Let us call a group $G$

$\bullet$ *$n$-Shelah* if $G=A^n$ for each subset $A\subset G$ of cardinality $|A|=|G|$;

$\bullet$ *Shelah* if $G$ is $n$-Shelah for some $n\in\mathbb N$;

$\bullet$ *almost Shelah* if for each subset $A\subset G$ of cardinality $|A|=|G|$ there exists $n\in\mathbb N$ such that $A^n=G$;

$\bullet$ *Jonsson* if each subsemigroup $A\subset G$ of cardinality $|A|=|G|$ coincides with $G$.

$\bullet$ *Kurosh* if each subgroup $A\subset G$ of cardinality $|A|=|G|$ coincides with $G$.

It is clear that for any group $G$ the following implications hold:

finite $\Leftrightarrow$ 1-Shelah $\Rightarrow$ $n$-Shelah $\Rightarrow$ Shelah $\Rightarrow$ almost Shelah $\Rightarrow$ Jonsson $\Rightarrow$ Kurosh.

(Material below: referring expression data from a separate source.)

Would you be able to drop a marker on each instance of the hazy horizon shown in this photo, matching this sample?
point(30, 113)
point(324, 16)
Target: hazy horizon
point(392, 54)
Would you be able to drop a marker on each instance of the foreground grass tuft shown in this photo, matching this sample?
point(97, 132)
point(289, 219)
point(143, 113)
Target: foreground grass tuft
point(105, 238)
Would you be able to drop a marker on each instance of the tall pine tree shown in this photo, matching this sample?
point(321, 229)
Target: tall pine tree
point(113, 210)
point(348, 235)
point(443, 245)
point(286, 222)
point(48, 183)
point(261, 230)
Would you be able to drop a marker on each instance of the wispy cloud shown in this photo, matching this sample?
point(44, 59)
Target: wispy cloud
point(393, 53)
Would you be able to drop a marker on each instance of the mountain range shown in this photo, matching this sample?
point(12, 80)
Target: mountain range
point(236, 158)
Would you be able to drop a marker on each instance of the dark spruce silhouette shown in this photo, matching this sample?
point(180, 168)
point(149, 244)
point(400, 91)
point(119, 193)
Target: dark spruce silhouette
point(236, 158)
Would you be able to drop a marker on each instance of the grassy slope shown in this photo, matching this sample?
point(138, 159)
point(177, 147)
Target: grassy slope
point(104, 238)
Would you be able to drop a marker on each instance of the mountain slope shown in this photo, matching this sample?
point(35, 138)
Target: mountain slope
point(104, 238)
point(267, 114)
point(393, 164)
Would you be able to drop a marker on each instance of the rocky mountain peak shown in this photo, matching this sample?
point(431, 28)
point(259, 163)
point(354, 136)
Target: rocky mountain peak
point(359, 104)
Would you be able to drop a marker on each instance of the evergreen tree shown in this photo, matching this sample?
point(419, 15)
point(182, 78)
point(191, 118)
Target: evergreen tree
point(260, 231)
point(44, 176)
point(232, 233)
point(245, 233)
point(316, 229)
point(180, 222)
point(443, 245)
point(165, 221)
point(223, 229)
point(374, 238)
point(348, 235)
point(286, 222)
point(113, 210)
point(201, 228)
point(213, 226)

In the mentioned paper, Shelah constructed a ZFC-example of an uncountable Jonsson group and also a CH-example of an uncountable 6641-Shelah group.

Problem 1.Can an infinite (almost) Shelah group be constructed in ZFC?

Problem 2.Find the largest possible $n$ (which will be smaller than 6640) such that each $n$-Shelah group is finite.

This result of Protasov implies

Theorem (Protasov).Each countable Shelah group is finite.

It is easy to show that each 2-Shelah group is finite.

Problem 3.Is each 3-Shelah group finite?